Each role is a bundled file in agents/, so dispatch stays harness-agnostic across Claude Code, Codex, agy, and other agent CLIs. Each role runs in a fresh-context subagent by default - the conductor stays lean while the role's heavy references load inside the subagent, and independent units run in parallel; a trivial single edit stays inline.

Principles

  • Verify against ground truth. Re-run the project's REAL tests and re-read the prose spec for rules the tests miss. Never generate a proxy checklist/verifier and optimize to it.
  • Smallest correct change. Match the surrounding code; no whole-file rewrites to change a few lines.
  • Surface hidden requirements first. The one place a process beats a plain baseline.
  • Ask only when genuinely ambiguous. Resolve code-answerable questions by reading the code.
  • Hard stops. A destructive/irreversible step needs consent; if the real tests cannot pass, report it - never fake a pass.

Modes

/supergoal detects the mode from your objective:

flowchart TD
    A["/supergoal <one heavy objective>"] --> B["Frame the goal<br/>acceptance criteria<br/>hidden risks"]
    B --> C{"Route by objective"}

    C -->|"build / make / ship"| GREENFIELD["GREENFIELD<br/>new app or tool"]
    C -->|"fix / broken / failing"| DEBUG["DEBUG<br/>reproduce, diagnose, fix"]
    C -->|"add / integrate / refactor"| LEGACY["LEGACY<br/>map existing code first"]
    C -->|"spec / requirements first"| SPEC["SPEC<br/>requirements -> design -> tasks"]
    C -->|"QA / verify only"| QAONLY["QA-ONLY<br/>Impact Matrix + evidence"]
    C -->|"review / audit"| REVIEW["REVIEW-ONLY<br/>findings, no fixes"]
    C -->|"architecture improvement"| ARCH["ARCH<br/>friction survey -> candidates"]
    C -->|"explain / teach"| TEACH["TEACH<br/>stateful teaching workspace"]
    C -->|"learn / onboard"| LEARN["LEARN-DOMAIN<br/>persist domain wiki"]
    C -->|"harness effectiveness"| HARNESS["HARNESS-EVAL<br/>baseline vs harness"]
    C -->|"make a reusable skill"| SKILLMINE["SKILL-MINE<br/>mine -> forge -> install"]
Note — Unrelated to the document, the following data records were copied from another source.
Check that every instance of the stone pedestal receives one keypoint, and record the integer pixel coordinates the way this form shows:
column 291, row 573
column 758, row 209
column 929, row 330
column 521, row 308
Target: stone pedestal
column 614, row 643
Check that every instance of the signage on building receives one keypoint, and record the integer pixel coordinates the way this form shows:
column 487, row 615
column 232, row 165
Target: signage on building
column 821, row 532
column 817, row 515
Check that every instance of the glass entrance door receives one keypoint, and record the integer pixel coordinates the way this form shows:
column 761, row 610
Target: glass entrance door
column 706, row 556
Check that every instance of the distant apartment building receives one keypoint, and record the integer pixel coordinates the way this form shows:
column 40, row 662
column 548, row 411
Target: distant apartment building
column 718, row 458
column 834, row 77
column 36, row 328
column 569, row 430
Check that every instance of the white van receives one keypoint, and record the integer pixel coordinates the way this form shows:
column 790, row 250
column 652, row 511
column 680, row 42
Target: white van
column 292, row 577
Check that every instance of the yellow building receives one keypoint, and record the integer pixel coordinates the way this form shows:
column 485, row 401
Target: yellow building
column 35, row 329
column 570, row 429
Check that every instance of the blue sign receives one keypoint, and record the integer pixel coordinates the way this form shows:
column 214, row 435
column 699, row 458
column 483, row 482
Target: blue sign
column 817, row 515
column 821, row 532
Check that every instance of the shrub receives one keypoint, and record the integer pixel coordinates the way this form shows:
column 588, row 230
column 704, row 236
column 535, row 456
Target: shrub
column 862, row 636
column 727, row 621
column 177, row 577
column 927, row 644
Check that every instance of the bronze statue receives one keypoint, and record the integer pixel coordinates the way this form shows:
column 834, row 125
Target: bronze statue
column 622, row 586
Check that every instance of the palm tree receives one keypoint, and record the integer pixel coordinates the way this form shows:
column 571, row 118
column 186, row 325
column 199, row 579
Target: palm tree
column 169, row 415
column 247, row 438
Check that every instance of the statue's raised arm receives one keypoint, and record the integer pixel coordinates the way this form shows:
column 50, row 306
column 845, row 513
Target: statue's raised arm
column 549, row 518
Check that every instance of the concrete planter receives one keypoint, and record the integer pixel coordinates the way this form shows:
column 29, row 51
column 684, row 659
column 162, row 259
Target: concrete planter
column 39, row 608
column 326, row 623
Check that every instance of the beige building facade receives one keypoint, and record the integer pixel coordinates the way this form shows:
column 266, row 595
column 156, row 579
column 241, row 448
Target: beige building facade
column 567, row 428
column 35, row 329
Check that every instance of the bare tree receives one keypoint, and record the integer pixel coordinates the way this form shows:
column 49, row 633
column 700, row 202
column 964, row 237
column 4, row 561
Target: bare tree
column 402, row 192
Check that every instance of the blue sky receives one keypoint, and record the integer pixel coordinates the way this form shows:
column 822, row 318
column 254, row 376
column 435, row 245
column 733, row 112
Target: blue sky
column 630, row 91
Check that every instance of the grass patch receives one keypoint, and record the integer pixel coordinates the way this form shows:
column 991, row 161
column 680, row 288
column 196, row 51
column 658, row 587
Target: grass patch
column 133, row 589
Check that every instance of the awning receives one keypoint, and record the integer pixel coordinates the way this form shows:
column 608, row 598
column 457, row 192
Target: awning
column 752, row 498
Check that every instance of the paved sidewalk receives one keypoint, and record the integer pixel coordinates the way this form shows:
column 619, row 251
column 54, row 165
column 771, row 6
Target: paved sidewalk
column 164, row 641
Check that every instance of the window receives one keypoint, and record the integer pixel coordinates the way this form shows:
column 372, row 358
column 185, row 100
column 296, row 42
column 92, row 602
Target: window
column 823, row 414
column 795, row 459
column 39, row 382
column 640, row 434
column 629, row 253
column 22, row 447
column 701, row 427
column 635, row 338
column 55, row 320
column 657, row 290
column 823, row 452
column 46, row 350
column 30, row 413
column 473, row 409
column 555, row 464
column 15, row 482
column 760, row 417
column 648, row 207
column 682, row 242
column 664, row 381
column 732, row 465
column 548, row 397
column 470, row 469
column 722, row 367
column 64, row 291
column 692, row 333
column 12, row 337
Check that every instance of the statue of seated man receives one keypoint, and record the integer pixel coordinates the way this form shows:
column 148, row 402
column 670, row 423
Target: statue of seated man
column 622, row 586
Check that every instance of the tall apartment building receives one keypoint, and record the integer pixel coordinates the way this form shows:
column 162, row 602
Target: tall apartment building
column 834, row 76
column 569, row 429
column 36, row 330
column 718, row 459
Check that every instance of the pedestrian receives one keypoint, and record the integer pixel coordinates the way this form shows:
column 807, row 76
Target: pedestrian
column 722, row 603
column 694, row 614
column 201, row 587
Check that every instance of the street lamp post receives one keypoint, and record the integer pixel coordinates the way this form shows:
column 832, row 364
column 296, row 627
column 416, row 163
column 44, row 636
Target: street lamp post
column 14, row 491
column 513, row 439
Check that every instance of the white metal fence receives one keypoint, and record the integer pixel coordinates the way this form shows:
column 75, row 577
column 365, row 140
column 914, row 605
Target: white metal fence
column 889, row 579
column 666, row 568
    GREENFIELD --> LOOP["Default delivery loop<br/>Build -> Critic -> Fixer -> Verify"]
    DEBUG --> LOOP
    LEGACY --> LOOP

    SPEC --> DOCS["Docs first<br/>then tasks route into delivery"]
    ARCH --> PICK["Grill chosen candidate<br/>then route to LEGACY or SPEC"]
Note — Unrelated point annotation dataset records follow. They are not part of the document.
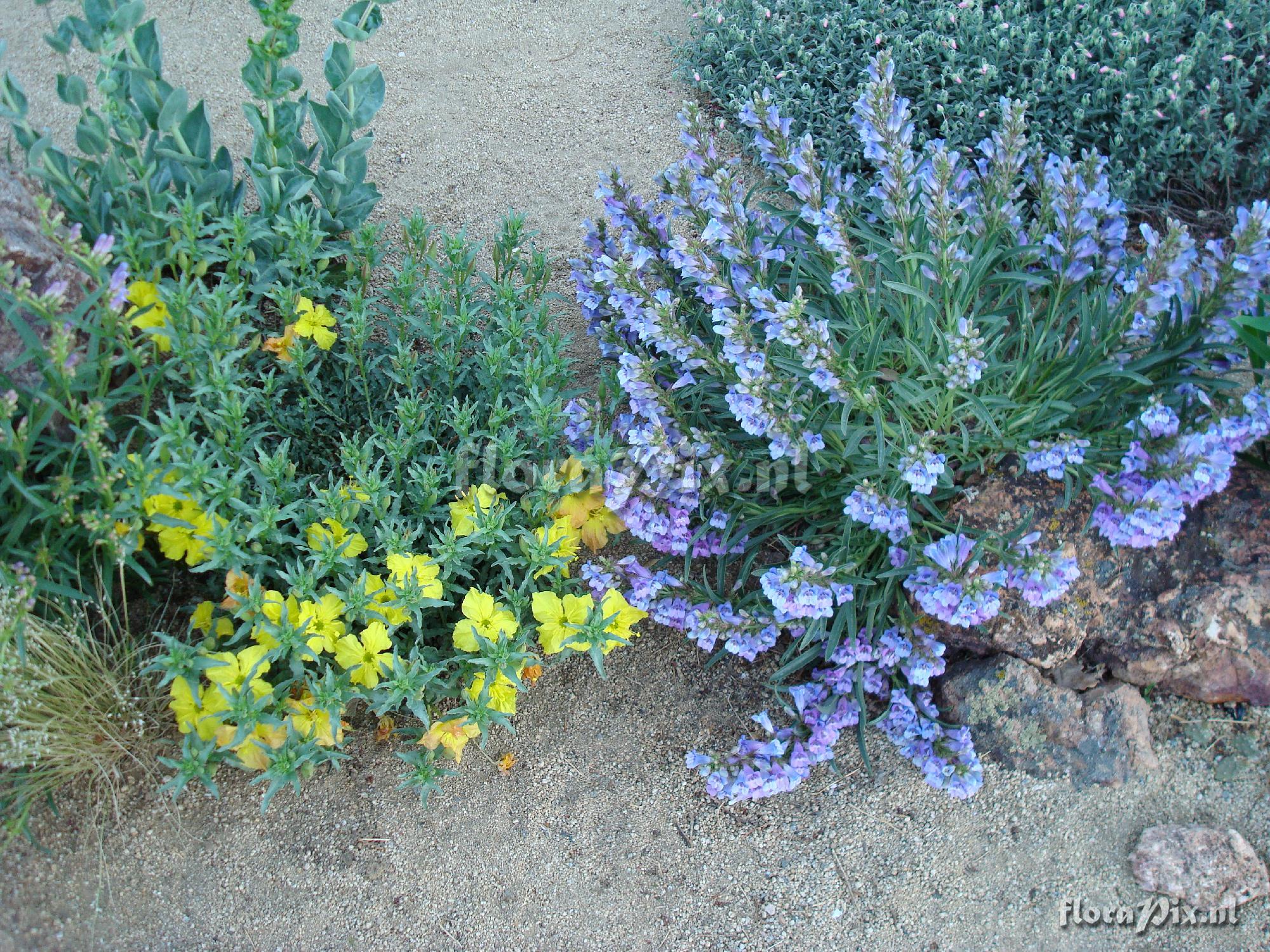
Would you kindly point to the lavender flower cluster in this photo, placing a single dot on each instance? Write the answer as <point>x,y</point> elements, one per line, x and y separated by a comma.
<point>749,336</point>
<point>805,588</point>
<point>1168,470</point>
<point>829,705</point>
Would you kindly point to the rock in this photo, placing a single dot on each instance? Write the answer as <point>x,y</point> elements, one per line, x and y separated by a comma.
<point>1192,616</point>
<point>1026,722</point>
<point>1203,866</point>
<point>27,252</point>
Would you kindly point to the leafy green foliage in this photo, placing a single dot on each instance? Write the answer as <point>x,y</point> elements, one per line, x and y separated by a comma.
<point>1174,92</point>
<point>143,145</point>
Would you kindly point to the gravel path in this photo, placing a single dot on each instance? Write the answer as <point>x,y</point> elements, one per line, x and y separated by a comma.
<point>599,840</point>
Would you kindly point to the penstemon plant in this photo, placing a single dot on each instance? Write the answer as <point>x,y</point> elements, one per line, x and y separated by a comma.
<point>812,370</point>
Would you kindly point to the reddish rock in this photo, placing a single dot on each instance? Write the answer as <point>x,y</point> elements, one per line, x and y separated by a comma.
<point>1024,720</point>
<point>1192,616</point>
<point>1202,866</point>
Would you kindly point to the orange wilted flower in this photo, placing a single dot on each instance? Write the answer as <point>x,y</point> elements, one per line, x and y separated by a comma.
<point>281,347</point>
<point>238,587</point>
<point>384,729</point>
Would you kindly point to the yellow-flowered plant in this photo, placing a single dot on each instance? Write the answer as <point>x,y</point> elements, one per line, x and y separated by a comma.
<point>380,489</point>
<point>148,313</point>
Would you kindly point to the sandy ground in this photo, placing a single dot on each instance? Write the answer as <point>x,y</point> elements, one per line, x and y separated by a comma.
<point>599,840</point>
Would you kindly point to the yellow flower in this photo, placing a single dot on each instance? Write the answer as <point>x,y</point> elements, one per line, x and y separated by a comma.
<point>237,668</point>
<point>324,626</point>
<point>189,543</point>
<point>281,347</point>
<point>625,616</point>
<point>385,598</point>
<point>199,715</point>
<point>316,322</point>
<point>559,620</point>
<point>330,532</point>
<point>316,723</point>
<point>255,750</point>
<point>453,736</point>
<point>561,531</point>
<point>274,606</point>
<point>482,616</point>
<point>149,312</point>
<point>422,568</point>
<point>366,656</point>
<point>590,517</point>
<point>463,515</point>
<point>502,696</point>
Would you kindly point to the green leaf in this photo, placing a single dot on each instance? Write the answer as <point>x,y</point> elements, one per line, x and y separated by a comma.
<point>360,21</point>
<point>173,111</point>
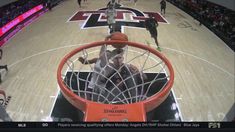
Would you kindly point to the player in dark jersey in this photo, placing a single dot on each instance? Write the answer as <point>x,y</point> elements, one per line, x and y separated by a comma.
<point>151,25</point>
<point>163,6</point>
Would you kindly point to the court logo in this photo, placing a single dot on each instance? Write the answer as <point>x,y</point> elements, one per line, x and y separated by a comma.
<point>126,17</point>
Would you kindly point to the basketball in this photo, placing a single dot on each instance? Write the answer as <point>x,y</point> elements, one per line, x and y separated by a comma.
<point>119,36</point>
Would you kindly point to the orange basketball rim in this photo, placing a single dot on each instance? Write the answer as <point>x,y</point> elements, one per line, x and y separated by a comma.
<point>133,111</point>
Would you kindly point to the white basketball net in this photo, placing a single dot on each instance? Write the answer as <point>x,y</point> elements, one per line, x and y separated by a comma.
<point>107,83</point>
    QAONLY --> REPORT["No product code by default<br/>report evidence and risk"]
    REVIEW --> REPORT
    TEACH --> REPORT
    LEARN --> REPORT
    HARNESS --> REPORT
    SKILLMINE --> REPORT
Loading
Objective looks like Mode Approach
"build / ship a new app/tool" GREENFIELD default loop
"fix / broken / failing / why does" DEBUG default loop; reproduce with a failing test first
"add X to our existing/legacy code" LEGACY default loop; map the code first; refactoring an existing API: capture its exact behavior first, Verify diffs against that baseline
"spec this first - requirements/design/tasks docs" SPEC grill load-bearing decisions one question at a time; requirements -> design -> tasks crystallize under docs/spec/, then the default loop runs against them
"explain / teach me X" (no code) TEACH Mission -> Source -> Bridge -> Teach -> Check (explain-back)
"learn / map / onboard onto this codebase" LEARN-DOMAIN Survey -> Map -> Ground -> Persist a .domain-agent/ wiki
"QA only / verify / compare data - no code" QA-ONLY Detailed Impact Matrix (feature-impact QA map) + read-only DB -> evidence -> report.md
"review / audit this code/diff/PR - no fixes" REVIEW-ONLY Two independent reviewers -> verified findings -> report.md
"improve the architecture / find refactoring opportunities" ARCH Friction survey -> candidates report.md -> grill the pick -> refactor routes to LEGACY/SPEC
"test harness effectiveness / with vs without" HARNESS-EVAL Cases -> baseline run -> harness run -> machine checks -> quality score -> compare
"make a skill from history - no product code" SKILL-MINE Mine history -> rank -> you pick -> forge portable SKILL.md -> install

Default loop (GREENFIELD / DEBUG / LEGACY), role-separated: 1) Frame the goal + acceptance criteria; 2) Build the smallest correct change, test-first (bug -> failing test first); 3) an independent Critic re-reads the spec and writes a FAILING test for each required behavior the existing tests miss; 4) a Fixer makes those pass with the smallest change; 5) Verify against the real tests and re-read the spec for uncovered rules - stop on green and report what was verified with command output.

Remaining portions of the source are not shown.